A British broadband and phone provider is the latest victim of attack from hackers. In October 2015, TalkTalk’s website was hacked and some of their customers’ information was stolen. This includes date of birth, names, email addresses, addresses, phone numbers, bank details, TalkTalk account information and credit card details. TalkTalk admitted that some user information had been stolen and later confirmed that 1.2 million email addresses, phone numbers and names had been stolen together sort codes among other sensitive information that numbered to hundreds of thousands. This is the third hacking incident in the last 8 months. The first occurred in February and the other in August.
Many people have claimed responsibility for the breach but it has not been clearly identified who is responsible. The investigation is ongoing. Dido Harding, the chief executive of TalkTalk, assured the company’s customers that nothing could be done with stolen information. However, some of the company’s customers have reported that some money has gone missing.
The stolen data is available for sale on Alpha Bay Market by a fraudster known as “Martian.” He offered to sell the information for 1.62 pounds at a time and also in bulk. To prove that he had the ability to access the database of the company, he sent the address and bank account details of one of the company’s customer. When speaking to one of the staff of Sunday People, he said that the customer data acquired contained personal bank information and is very valuable. He said anything could be done with the information and that it was real. However, he denied being involved in the hacking incident. It was said approximately 150,000 pounds could be made from selling the stolen data to various gangs.
Alpha Bay Market
Alpha Bay Market is a darknet market selling drugs, stolen good, and other illicit items. Alpha Bay Market can only be accessed using a specially-encrypted browser. Approximately 200,000 users are on the Alpha Bay Market.
To prevent information from being tracked, sales are done using Bitcoins which is an electronic payment system that prevents user information from being tracked. Criminal gangs who purchase this information use it to fleece unsuspecting victims. Some of the tactics used include sending emails to defraud people, phoning homes to see if there is anyone home and threatening victims to erase data unless a cash ransom is paid out to them.
The Mail discovered TalkTalk customer details being sold on the darknet. Other information that was discovered includes login information (usernames and passwords) of major companies including Amazon, Uber and Ticketmaster among other companies. Various customers of Halifax were also affected as their financial information was discovered being sold for 10 pounds each. Due to this, an investigation was launched by several companies dealing with cyber security.

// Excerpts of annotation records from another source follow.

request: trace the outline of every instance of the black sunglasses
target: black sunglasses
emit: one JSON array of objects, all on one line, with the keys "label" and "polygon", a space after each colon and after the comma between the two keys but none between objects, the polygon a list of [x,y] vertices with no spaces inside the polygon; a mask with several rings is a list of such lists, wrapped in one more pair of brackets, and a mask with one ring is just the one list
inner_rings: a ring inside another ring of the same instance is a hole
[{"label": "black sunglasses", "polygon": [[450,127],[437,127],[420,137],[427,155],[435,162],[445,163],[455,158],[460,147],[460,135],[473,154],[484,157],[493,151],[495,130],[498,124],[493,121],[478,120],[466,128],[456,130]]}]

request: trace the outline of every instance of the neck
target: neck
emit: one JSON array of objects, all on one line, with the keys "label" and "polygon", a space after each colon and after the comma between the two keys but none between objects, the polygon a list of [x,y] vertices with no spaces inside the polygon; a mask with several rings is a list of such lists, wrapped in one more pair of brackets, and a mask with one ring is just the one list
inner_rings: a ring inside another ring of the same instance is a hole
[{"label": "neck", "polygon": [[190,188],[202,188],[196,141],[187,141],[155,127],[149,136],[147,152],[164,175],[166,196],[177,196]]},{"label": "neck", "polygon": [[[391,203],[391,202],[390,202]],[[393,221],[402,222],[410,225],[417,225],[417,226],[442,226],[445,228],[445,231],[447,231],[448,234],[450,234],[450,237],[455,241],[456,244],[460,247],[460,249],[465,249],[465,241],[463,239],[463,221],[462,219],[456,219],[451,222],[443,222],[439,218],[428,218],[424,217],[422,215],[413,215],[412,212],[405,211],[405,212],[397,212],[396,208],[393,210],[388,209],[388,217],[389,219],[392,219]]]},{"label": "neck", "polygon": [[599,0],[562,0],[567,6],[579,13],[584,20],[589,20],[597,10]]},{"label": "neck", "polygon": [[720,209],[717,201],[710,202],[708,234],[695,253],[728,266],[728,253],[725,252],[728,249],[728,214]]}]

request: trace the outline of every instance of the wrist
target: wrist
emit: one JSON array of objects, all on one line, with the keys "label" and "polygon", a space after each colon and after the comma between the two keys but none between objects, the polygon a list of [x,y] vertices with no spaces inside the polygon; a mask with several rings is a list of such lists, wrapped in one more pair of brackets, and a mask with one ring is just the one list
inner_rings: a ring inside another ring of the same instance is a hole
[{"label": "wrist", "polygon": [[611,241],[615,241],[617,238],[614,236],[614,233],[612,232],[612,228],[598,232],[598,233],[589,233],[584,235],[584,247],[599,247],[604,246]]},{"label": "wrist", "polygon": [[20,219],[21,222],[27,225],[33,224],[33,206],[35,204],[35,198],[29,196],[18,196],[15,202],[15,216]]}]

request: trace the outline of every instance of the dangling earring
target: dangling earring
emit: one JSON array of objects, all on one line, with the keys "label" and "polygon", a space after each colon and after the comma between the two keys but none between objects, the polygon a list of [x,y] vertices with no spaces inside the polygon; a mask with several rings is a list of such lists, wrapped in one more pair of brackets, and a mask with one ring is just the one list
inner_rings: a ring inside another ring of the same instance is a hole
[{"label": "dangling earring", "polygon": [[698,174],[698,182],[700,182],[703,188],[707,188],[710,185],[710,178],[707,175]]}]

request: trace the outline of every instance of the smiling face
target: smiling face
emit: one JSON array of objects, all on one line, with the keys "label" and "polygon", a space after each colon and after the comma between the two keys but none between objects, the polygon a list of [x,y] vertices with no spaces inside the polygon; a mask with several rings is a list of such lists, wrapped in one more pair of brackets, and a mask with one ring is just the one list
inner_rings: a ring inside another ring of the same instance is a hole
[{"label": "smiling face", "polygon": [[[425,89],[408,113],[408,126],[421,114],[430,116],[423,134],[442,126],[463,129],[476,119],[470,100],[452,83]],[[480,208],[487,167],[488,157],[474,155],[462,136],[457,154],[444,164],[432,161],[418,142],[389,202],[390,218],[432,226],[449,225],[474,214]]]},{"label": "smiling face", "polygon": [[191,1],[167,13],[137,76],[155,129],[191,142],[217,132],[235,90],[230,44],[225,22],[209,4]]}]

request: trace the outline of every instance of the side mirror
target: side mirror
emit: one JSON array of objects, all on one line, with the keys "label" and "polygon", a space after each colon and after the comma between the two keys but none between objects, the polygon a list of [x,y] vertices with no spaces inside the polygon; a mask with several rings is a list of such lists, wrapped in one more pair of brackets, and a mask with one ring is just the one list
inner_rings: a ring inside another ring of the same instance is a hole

Ever since commencement of investigations, various suspects have been arrested. A few days after the arrest of a 15 year old male in Ireland’s northern part, another boy, 16 years of age, was arrested in Feltham. His home was searched and he was accused of computer misuse. He too was released on bail until a later date which had not yet been confirmed. The third suspect was a boy, 20 years of age and he was arrested in Staffordshire as a suspect connected to the hacking incident.
As the hacking incidences increase, the Government has been urged to adopt the laws used in America whereby companies are required to make a report of any incident of a hack or data breach to a regulator. The TalkTalk hack was described as something shallow hence action was needed by the government. This would help protect users’ sensitive information. Andy Norton who works for FireEye, a security company, said that even if hacking occurs, most companies are not aware of it. He also said that most companies managed cyber security using “DLPI.” He then called for serious laws that would ensure notification of any breach.
A spokesman from the Metropolitan police commented that they were aware that the data stolen was available online they had taken steps to ensure that such data was removed in situations where it is possible to do so.
Hopefully, such incidents can serve as a warning to other companies to upgrade their security systems and ensure there are no existing vulnerabilities. It is yet to be seen whether the government will take any action and revise the current laws in order to deal with the frequent hacks and protect customers of various companies from being victims of the malicious tactics of criminal gangs.